Batman – Curse of the White Knight

Après l’excellent — et désormais culte et incontournable Batman – White Knight — Sean Murphy propose une seconde salve dans son univers détaché de la chronologie « officielle » de Batman (à l’instar de The Dark Knight Returns de Frank Miller qui a conçu au fil des années d’autres volumes pour étoffer également sa propre mythologie, avec des suites et séries annexes).

Cette nouvelle incursion sort dans quatre formats : d’abord le 02 octobre 2020 en version classique en couleurs (22,50€), dans le même format mais avec une couverture alternative spécialement pour les enseignes Fnac (25€), en version limitée en noir et blanc (29,00€)  comme ce fut le cas pour son prédécesseur puis le 20 novembre 2020 en version luxueuse (dans la nouvelle collection Urban Limited) agrandie (36 x 24 cm), encore plus limitée et numérotée de 1 à 1500 avec dos toilé, marquage à chaud et signet (59€ tout de même) !

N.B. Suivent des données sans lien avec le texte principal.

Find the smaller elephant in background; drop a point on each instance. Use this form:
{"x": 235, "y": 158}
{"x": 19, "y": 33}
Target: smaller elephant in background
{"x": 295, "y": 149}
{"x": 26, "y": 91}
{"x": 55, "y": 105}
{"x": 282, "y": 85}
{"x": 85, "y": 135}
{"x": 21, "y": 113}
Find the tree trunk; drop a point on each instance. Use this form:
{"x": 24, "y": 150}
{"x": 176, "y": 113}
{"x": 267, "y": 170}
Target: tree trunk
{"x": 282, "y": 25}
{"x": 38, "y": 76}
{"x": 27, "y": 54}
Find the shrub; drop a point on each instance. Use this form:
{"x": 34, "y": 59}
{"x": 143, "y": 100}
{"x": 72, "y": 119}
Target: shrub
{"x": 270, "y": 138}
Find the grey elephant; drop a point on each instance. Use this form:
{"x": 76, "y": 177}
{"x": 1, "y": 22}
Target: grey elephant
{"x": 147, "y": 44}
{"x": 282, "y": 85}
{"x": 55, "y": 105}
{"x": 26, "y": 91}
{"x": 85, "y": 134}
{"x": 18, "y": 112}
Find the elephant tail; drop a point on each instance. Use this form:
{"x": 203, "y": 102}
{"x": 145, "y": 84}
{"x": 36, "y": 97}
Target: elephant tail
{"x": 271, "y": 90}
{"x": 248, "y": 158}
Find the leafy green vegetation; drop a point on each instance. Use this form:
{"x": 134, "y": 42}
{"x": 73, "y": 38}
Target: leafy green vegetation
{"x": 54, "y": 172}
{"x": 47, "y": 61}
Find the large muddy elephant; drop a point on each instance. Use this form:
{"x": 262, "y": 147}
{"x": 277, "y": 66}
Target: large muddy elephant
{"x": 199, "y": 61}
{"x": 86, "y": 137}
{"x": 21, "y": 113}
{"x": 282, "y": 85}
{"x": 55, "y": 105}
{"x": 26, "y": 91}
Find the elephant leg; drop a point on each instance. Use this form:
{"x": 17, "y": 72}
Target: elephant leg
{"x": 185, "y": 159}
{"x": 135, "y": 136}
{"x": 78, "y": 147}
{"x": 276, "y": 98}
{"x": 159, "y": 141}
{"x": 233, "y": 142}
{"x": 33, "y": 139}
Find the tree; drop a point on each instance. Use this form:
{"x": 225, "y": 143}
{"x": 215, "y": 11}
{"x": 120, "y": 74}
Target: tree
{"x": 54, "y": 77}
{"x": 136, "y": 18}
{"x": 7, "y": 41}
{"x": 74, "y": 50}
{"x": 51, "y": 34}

Que vaut la malédiction (curse en VO) du fameux chevalier blanc ? Critique.


[En préambule si vous n’avez pas le temps de relire White Knight ou sa critique]

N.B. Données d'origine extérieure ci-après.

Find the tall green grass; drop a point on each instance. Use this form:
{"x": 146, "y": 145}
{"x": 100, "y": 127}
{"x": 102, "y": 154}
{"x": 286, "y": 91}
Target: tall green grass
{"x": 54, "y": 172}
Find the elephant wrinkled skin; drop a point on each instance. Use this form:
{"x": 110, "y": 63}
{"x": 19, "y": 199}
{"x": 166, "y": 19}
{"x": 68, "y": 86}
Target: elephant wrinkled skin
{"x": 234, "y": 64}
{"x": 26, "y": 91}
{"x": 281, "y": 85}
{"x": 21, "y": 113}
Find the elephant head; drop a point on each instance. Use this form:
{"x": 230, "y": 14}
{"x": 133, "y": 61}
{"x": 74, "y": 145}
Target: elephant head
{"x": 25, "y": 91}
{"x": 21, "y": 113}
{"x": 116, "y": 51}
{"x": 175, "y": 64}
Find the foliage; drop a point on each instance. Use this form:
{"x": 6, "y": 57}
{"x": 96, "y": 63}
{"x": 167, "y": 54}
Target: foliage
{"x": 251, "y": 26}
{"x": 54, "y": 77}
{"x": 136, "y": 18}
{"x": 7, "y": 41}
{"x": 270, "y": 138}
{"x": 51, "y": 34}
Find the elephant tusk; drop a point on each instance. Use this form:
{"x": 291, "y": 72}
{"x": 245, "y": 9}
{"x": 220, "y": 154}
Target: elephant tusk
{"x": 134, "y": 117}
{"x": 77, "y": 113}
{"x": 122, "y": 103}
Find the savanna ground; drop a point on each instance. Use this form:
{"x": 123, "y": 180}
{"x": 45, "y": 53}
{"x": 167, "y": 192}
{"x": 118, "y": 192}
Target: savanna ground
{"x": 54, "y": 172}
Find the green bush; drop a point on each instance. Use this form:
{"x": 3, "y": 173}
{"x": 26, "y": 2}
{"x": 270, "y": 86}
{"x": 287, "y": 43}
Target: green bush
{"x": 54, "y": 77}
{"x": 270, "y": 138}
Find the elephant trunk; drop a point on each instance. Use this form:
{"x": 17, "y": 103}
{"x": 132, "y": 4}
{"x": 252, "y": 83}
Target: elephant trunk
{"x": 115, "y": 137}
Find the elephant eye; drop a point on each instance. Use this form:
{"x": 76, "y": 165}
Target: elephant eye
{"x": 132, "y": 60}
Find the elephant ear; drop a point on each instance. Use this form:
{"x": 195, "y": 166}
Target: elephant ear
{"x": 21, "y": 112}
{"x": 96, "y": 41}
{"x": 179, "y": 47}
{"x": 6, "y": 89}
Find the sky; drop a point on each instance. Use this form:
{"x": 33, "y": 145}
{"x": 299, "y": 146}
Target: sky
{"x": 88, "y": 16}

Quelques rappels nécessaire et révélations importantes : Harley Quinn (le « vrai » chevalier blanc de Gotham, c’était elle) a secrètement mis au point une pilule guérissant le Joker. Ce dernier est effectivement devenu sain et souhaitait changer la ville de Gotham en bien, sous son alias civil Jack Napier, aux côtés de son ancienne muse (redevenue Harleen Quinzel). Auparavant, le Clown du Crime, trop obsédé par Batman, n’avait même pas compris que son acolyte féminine de toujours (Harley Quinn donc) était partie et qu’une autre  l’avait remplacée : Marian Drews (une de ses anciennes otages). Furieuse de la tournure des évènements (la guérison de son amant), Marian se mue en néo-Joker, véritable nouvelle menace pour la cité.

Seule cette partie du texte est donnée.